Our primary school have just done our annual Christmas Fair. We had the usual turnabout of asking people for donations then selling them their stuff back e.g. secret gifts, second half toys, jam jar tombola, booze tombola, cake stall. Plus Santa, cafe, games, crafts. It was an expensive three hours of hell for the parents and the kids loved it, sugar fuelled little monsters that they were by the end. We made money. Hurrah.
I am on my knees at the thought of putting the whole school community through this sh*t every year, it is so inefficient and we drive a lot of the parent body up the wall with it.
Anyone have words of advice/genius on how their school does an Christmas fundraiser for the kids that they will enjoy, still makes money, and doesn't p*ss off 80% of the parent body, including the 40% who turn up out of obligation?

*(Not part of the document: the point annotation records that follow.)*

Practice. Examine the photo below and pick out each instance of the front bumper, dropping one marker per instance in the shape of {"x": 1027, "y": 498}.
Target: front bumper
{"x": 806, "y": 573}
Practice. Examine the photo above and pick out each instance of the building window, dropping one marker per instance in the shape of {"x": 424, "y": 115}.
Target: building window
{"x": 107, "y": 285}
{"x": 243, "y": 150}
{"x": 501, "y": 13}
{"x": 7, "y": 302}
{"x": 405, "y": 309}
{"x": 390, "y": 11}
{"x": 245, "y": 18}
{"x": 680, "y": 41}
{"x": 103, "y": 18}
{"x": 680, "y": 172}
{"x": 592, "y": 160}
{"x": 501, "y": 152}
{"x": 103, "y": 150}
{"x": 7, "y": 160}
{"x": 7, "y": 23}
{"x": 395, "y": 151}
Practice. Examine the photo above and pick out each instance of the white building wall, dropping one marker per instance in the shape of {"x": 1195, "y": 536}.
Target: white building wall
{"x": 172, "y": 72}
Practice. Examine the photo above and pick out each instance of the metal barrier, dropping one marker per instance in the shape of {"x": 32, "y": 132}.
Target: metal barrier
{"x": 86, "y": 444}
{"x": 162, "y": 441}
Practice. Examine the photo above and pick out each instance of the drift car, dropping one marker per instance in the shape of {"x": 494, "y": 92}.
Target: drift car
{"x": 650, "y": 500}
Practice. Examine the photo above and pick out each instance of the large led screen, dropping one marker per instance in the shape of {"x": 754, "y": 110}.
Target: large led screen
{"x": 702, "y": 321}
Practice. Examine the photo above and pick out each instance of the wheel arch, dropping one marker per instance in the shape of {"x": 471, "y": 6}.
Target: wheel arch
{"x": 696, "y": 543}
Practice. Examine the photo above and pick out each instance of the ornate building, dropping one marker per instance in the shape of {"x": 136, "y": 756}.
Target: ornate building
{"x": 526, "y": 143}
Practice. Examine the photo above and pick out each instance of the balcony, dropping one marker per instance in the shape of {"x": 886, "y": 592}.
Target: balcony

MrsPepperMintonCandyCane Tue 09-Dec-14 21:11:25

We do enterprise week. This week in numeracy they've lolkec at quantities/weights/measurements and designed biscuits, cakes, crackers and salt dough decorations. The children make them and have a stall per class selling them at a christmas enterprise fair. We do drinks and a raffle to go with it. We make profit and it's less stressful.

violetwellies Tue 09-Dec-14 21:14:02

Ours had a proper old fashioned jumble sale that was well received. By villagers as well as parents.
My Aunt helps run her church jumble and that has punters queuing down the street.

WhoKnowsWhereTheMistletoes Tue 09-Dec-14 21:15:17

Ours sounds just like that and I've never heard a parent complain about it, it is hot and crowded but that can't be helped. It's only one hour though, straight after school, so they haven't got to come in specially and they only stay as long as they want. It's a lot of work to run but it is a big moneyspinner.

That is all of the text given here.